The math is grim. If eighty percent of reports came from teachers and doctors, and those reporters are now absent, then eighty percent of the abuse happening right now is invisible. Fuller thinks about it every day: whether children are eating, whether they're safe, whether the parents with histories of addiction are holding on or unraveling. Mossaides has a simple message for anyone with a concern: call the state's 211 hotline or contact DCF directly. "We don't know what we don't know," she said, "and we can't protect children unless people come forward." The question is whether, in a time of fear and isolation, anyone will.
Notable Quotes
You worry about if they're eating. You worry about if they're in school. The parents who have a significant history of substance abuse, the domestic violence cases. You worry daily about it.— Cokiena Fuller, DCF supervisor
I'm concerned about communities who hesitate to reach out to commonwealth agencies—communities of color, communities that may be undocumented.— Maria Mossaides, state child advocate
The Hearth Conversation Another angle on the story
Why would abuse reports actually drop if abuse itself hasn't decreased? That seems counterintuitive.
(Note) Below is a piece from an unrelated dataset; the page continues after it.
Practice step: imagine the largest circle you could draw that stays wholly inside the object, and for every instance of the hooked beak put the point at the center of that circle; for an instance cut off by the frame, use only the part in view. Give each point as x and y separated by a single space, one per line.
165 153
Because the people who report abuse can't see it anymore. A teacher notices a pattern of injuries, or a child discloses something in private. A doctor spots signs during a checkup. But if schools are closed and kids aren't seeing doctors in person, those observations never happen. The abuse is still there—it's just hidden.
So the pandemic didn't reduce abuse. It reduced visibility.
Exactly. And it may have made things worse. Families are under enormous stress—job loss, isolation, financial panic. For families already struggling with addiction or domestic violence, that pressure intensifies. The safety valve of school, of time away from home, is gone.
The article mentions that cases that do get reported are more severe. Why would that be?
Because the system isn't catching problems early anymore. It's only seeing the cases that become emergencies—a parent overdoses, a child ends up in the hospital. By then, the damage is already done. Early intervention is impossible if no one's watching.
Who's most at risk of falling through the cracks?
The families already marginalized. Communities of color, undocumented families, people who distrust government agencies. They're less likely to call for help anyway, and now there's no one checking on them either. They're doubly invisible.
What would it take to fix this?
People have to report what they see or suspect. The state is asking anyone with concerns to call. But that requires trust, and it requires people to be willing to get involved. In a time of fear, that's a lot to ask.